[Critique] Si Beale Street pouvait parler

Par Wolvy128 @Wolvy128

Harlem, dans les années 70. Tish (KiKi Layne) et Fonny (Stephan James) s’aiment depuis toujours et envisagent de se marier. Alors qu’ils s’apprêtent à avoir un enfant, le jeune homme, victime d’une erreur judiciaire, est arrêté et incarcéré. Avec l’aide de sa famille, Tish s’engage dans un combat acharné pour prouver l’innocence de Fonny et le faire libérer.

Deux ans après Moonlight, couronné de 3 Oscars (dont celui de meilleur film), Barry Jenkins revient avec Si Beale Street pouvait parler, adaptation du roman éponyme de James Baldwin.

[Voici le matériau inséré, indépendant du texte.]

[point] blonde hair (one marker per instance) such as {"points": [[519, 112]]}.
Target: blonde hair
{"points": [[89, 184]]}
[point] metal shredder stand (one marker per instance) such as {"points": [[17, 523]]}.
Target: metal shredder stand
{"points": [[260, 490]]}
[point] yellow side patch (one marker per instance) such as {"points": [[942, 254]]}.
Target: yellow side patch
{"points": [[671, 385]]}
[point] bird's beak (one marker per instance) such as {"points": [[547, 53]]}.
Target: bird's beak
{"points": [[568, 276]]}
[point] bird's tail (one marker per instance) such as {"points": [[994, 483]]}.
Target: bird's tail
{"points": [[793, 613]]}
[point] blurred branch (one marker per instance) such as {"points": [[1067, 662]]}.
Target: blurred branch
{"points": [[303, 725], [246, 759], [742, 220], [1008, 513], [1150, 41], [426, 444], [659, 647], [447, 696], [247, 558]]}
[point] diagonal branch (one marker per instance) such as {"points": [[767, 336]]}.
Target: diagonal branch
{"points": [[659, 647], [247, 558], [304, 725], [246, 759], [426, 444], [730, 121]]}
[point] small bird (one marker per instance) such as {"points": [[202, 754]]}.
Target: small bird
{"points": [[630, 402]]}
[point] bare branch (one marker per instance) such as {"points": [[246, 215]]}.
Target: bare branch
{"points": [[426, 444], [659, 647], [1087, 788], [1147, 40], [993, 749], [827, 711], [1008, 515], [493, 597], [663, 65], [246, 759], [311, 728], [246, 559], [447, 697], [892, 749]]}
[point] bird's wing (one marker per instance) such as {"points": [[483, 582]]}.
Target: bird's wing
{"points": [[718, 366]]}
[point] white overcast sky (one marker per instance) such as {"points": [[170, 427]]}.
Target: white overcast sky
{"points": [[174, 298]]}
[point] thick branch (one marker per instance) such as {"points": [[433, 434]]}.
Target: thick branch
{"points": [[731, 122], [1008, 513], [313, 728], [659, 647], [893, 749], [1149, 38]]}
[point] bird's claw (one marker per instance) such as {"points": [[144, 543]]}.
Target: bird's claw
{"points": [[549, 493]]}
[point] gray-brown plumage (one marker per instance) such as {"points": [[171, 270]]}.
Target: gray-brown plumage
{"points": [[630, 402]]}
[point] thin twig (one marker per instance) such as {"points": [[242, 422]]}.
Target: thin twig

Une nouvelle réalisation qui, malgré ses qualités indéniables, alterne – comme la précédente – le bon et le moins bon, pour un résultat final, certes séduisant, mais terriblement inégal.

Techniquement, il faut le dire, le long-métrage est un véritable petit bijou. De la mise en scène, somptueuse à souhait ; à la photographie, extrêmement soignée ; en passant par les cadrages, superbement travaillés ; et le montage, d’une rare efficacité ; l’image nous régale littéralement la rétine pendant près de 2 heures. Sans parler de la narration et de la musique qui accompagnent aussi magnifiquement l’ensemble. De quoi conférer à l’œuvre une aura tout à fait singulière, sorte de mélange d’authenticité et de pureté, que les deux acteurs principaux retranscrivent également à la perfection. L’un comme l’autre crèvent effectivement l’écran dans la peau de ces deux êtres amoureux fous, aussi sincères que pudiques dans leurs sentiments. Pourtant, malgré ce constat pour le moins réjouissant, la sauce ne prend pas véritablement, ou beaucoup trop rarement. La faute à un sentiment de désordre présent tout au long du récit.

A travers cette fabuleuse histoire d’amour, le réalisateur s’essaye en effet à plusieurs registres, multipliant les ambiances et les thématiques. Une intention louable qui ne convainc malheureusement pas sur la durée, le récit s’abandonnant régulièrement à des redites, des séquences peu subtiles ou, pire, complètement inutiles. Le passage avec le flic caricatural ou le voyage à Porto Rico en sont des exemples flagrants. Le problème principal du long-métrage réside néanmoins surtout dans ses nombreuses longueurs, conséquences directes d’un rythme très inégal et d’un cruel manque d’enjeux. Le second point est d’ailleurs particulièrement problématique dans le sens où, malgré la beauté de l’amour que se portent Tish et Fonny, on ne peut s’empêcher de voir les deux amants comme de simples figures sensuelles, totalement dépourvues de consistance. Un peu comme si le cinéaste n’était pas réellement parvenu à se distancier du matériau d’origine. Il en découle, dès lors, un récit extrêmement inégal, enfouissant ses quelques envolées dans un ensemble trop plat que pour marquer les esprits.

Formellement splendide, Si Beale Street pouvait parler est donc une adaptation séduisante, mais quelque peu bancale, du roman éponyme de James Baldwin. A l’instar de Moonlight, précédente réalisation de Barry Jenkins, le film livre à nouveau quelques superbes envolées lyriques, mais ne décolle malheureusement jamais vraiment. La faute à un récit désordonné et un rythme chaotique.